Move Slowly, Cautiously Before Re-licensing California Nuke Plants

Thomas D. EliasOP-ED

Foresight is a quality rarely seen among politicians in Sacramento, which makes it remarkable that 10 state legislators actually displayed a lot of it barely two weeks before the devastating 9.0 Japanese earthquake on March 11 and the nuclear power plant crisis that followed.

The group of 10, mostly Democrats, but notably including Republican state Sen. Sam Blakeslee of San Luis Obispo, fired off a letter in late February to the U.S. Energy Dept.’s Blue-Ribbon Commission on America’s Nuclear Future begging the federal team to hold hearings in California before the Nuclear Regulatory Commission re-licenses the Diablo Canyon or San Onofre nuclear power plants.
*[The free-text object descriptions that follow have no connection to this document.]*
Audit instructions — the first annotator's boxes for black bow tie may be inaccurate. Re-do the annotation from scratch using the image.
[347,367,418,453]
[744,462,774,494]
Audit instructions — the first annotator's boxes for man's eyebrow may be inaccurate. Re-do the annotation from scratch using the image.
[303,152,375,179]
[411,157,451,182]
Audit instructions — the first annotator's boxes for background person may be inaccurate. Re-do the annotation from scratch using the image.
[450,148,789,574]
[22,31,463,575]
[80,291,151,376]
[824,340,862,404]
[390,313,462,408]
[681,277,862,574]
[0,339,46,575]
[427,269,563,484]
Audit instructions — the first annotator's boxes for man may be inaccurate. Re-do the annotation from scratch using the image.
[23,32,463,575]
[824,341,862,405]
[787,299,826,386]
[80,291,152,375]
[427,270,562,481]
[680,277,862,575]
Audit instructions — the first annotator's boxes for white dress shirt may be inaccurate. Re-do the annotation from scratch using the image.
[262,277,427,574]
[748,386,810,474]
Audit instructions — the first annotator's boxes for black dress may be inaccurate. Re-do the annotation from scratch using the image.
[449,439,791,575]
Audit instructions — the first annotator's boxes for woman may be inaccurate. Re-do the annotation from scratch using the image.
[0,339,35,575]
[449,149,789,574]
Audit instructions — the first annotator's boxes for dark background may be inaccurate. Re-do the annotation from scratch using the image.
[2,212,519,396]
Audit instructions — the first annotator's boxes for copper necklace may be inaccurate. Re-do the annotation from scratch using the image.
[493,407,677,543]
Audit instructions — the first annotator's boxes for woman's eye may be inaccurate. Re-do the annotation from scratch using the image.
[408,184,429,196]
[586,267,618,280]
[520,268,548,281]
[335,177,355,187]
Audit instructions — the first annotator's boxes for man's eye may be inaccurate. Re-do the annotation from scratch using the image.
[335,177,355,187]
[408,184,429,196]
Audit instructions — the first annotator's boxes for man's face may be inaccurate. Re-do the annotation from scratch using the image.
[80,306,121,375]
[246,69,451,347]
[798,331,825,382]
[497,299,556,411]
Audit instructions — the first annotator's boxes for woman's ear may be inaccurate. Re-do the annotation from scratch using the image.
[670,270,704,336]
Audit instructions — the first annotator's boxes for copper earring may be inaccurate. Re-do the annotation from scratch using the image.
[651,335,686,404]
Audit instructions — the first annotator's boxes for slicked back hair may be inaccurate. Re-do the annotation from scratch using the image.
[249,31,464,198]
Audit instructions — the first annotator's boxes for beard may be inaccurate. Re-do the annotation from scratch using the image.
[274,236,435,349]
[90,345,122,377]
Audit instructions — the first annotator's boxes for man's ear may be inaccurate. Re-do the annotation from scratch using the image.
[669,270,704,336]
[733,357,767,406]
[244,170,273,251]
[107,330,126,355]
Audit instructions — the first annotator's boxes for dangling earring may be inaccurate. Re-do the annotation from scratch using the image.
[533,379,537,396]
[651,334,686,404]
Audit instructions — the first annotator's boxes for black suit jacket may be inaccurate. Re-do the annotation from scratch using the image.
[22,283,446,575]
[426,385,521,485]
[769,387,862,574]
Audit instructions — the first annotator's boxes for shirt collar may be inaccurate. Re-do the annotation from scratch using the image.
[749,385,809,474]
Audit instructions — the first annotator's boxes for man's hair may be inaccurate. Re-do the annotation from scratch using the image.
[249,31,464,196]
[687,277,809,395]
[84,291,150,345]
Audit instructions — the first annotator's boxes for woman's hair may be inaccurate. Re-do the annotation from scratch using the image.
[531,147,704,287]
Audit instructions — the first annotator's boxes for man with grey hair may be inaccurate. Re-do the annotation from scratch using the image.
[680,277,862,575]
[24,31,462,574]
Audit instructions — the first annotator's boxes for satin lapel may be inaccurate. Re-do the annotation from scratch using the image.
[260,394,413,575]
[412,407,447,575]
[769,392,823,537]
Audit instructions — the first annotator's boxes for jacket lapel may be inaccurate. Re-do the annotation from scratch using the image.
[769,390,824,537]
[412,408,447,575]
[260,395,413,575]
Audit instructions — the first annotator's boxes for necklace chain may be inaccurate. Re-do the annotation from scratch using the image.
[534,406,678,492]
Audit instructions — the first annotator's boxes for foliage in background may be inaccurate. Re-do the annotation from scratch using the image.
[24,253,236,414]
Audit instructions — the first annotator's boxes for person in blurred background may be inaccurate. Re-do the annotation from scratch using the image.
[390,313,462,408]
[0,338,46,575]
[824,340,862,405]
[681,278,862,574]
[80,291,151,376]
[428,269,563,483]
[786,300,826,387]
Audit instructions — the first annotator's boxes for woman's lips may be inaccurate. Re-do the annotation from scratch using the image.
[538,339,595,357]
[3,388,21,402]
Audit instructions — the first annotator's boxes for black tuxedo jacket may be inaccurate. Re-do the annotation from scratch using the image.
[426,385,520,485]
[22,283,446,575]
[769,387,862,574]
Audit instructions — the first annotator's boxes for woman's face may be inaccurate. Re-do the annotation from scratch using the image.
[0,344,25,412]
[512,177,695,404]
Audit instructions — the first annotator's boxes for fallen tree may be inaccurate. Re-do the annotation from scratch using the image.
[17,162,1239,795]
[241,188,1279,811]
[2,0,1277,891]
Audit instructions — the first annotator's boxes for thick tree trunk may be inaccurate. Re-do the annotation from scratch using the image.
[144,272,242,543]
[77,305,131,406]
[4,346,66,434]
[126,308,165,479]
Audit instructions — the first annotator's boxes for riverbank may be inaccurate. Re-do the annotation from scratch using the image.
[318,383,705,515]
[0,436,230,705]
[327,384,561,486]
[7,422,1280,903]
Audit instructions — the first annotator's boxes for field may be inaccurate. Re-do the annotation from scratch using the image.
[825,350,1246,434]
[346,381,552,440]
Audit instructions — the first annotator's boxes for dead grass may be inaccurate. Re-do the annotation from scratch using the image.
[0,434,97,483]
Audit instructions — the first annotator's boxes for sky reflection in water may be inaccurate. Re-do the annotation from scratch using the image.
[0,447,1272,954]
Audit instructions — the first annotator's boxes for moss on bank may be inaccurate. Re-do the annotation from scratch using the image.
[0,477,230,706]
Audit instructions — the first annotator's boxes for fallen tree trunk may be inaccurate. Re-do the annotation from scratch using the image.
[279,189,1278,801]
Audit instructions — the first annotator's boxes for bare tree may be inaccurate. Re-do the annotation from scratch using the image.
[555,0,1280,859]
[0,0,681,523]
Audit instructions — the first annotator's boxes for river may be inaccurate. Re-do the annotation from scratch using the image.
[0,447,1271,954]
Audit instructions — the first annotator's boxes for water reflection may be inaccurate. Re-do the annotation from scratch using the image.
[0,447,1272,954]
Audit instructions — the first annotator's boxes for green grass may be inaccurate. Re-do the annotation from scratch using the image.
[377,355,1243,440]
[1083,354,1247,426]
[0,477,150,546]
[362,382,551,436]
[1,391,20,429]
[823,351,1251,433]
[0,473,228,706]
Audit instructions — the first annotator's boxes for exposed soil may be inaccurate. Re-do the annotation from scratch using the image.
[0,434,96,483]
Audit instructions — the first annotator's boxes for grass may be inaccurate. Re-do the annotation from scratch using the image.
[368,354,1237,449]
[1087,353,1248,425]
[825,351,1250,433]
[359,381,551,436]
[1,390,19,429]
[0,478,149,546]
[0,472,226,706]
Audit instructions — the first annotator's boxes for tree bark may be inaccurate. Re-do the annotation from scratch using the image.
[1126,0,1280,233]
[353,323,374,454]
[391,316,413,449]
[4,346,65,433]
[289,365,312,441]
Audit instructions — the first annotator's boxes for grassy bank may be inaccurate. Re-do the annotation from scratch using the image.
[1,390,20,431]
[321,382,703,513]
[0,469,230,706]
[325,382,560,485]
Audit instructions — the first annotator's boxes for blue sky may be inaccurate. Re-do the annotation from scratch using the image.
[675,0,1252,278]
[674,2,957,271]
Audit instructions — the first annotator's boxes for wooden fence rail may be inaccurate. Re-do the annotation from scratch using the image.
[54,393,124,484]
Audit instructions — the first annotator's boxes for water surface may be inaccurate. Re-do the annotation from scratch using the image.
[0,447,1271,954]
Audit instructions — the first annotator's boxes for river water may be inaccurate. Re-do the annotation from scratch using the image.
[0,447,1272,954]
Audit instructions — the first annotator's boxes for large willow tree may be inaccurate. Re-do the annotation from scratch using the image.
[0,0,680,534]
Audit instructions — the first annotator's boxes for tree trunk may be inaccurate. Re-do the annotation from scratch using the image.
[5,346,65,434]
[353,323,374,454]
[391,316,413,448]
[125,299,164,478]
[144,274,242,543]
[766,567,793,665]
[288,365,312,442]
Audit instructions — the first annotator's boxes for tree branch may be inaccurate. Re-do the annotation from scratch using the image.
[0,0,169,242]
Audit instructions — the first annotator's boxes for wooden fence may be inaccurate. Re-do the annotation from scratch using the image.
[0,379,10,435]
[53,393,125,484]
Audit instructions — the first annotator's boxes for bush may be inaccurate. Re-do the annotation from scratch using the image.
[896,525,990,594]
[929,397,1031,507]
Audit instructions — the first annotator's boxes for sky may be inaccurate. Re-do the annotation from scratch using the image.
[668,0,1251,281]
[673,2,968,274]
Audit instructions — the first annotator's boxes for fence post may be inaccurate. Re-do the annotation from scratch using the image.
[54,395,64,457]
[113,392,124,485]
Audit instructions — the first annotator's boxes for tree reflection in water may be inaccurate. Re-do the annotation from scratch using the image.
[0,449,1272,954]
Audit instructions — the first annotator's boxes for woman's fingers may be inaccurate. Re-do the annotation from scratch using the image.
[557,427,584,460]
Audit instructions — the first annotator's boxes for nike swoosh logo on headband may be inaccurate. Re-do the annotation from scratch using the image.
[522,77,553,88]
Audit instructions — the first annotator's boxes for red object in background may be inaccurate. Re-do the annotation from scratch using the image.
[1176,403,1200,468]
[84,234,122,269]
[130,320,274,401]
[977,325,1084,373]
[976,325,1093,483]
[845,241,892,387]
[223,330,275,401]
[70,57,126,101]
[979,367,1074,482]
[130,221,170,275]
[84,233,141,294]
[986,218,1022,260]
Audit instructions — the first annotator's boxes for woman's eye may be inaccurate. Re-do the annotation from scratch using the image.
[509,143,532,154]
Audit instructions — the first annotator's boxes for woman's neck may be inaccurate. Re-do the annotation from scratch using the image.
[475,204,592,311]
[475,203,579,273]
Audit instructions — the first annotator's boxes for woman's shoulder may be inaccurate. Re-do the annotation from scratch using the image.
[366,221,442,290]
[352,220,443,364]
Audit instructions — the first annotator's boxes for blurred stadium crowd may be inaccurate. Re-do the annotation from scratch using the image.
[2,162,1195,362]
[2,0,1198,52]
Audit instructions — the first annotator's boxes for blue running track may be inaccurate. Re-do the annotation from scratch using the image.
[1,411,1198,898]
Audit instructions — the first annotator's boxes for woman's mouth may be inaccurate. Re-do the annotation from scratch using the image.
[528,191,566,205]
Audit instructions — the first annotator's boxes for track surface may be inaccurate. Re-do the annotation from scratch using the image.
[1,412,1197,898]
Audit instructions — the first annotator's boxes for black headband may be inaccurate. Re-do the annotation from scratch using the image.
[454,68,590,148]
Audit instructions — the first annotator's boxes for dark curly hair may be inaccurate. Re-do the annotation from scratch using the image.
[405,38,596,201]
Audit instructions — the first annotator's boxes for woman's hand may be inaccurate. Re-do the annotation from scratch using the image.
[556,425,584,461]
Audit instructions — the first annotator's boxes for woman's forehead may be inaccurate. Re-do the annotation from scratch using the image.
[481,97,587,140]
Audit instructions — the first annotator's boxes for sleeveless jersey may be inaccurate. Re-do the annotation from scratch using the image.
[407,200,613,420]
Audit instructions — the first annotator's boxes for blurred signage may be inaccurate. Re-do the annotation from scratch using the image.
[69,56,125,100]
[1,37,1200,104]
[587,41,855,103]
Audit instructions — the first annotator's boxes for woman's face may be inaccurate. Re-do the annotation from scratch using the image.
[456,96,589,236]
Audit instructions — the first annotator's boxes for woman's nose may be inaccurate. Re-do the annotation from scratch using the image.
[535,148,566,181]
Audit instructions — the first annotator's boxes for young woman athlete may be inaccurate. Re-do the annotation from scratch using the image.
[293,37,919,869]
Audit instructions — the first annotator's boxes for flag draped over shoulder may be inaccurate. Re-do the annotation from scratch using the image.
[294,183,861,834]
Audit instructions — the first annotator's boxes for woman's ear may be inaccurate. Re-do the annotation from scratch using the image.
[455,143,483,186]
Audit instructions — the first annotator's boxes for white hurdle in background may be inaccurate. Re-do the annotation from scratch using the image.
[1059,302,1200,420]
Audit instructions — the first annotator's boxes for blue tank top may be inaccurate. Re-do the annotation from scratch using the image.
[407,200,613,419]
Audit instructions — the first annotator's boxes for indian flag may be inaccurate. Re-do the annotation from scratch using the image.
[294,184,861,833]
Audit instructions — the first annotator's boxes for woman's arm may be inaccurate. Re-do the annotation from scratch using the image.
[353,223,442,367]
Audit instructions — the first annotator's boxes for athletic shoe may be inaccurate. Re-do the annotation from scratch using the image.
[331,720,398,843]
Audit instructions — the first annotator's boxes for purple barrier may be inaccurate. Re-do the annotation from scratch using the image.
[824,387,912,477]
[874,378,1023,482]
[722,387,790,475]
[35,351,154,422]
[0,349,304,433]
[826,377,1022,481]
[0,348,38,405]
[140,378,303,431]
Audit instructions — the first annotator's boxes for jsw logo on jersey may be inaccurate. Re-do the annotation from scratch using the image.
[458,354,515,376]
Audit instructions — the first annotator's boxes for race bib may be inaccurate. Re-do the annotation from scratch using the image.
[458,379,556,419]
Blakeslee’s participation is notable not only because his party usually wants the wishes of big industries and utilities rubber-stamped, but also because he’s the Legislature’s lone geophysicist, with a doctorate in earthquake studies.

Current licenses for both plants run well into the 2020s, but the owners of each are already working toward re-licensing. Pacific Gas & Electric Co. has applied to renew its permits for both units at Diablo Canyon, on the coast at Avila Beach in San Luis Obispo County. That plant’s license was last approved without an earthquake response plan, because Diablo Canyon is built to withstand the 7.5 temblor thought to be the maximum possible for its location.

Just Like Japan

Southern California Edison, operator of San Onofre, is expected to apply for license renewals at Units 2 and 3 of that plant, adjacent both to a state beach and the Interstate 5 freeway south of San Clemente, at the northern edge of the U.S. Marines’ huge Camp Pendleton base. The message of the 10 legislators was not necessarily to deny renewals, but to take them slowly. The same message was echoed just after the Japanese quake by California’s two U.S. senators, Democrats Barbara Boxer and Dianne Feinstein.

And why not go slowly, especially after explosions, radiation leaks and fires rocked Japan’s Fukushima Daiichi nuclear power plant following the big quake and the disastrous tsunami that slammed ashore a short time later.

For one thing, license expirations are not imminent, the earliest coming in 2022. Plus, the state of seismic knowledge has advanced considerably since the two California plants were last licensed. So a complete examination of their operations is in order, even if there is no known imminent threat.

Be Wary of Faults

“Concern over seismic events at nuclear power plants in California is not a new issue,” wrote the state lawmakers. They noted that a nuclear plant at Humboldt Bay was closed for seismic retrofitting in 1976 because of newly-known earthquake faults and was later decommissioned. They also noted that when a 6.8 quake in 2007 jolted Japan’s Kashiwazaki nuclear facility, the world’s largest, ground motion nearly doubled the maximum for which that plant was designed. The latest quake also far exceeded design expectations. How can we be sure the same thing won't happen here? the lawmakers asked.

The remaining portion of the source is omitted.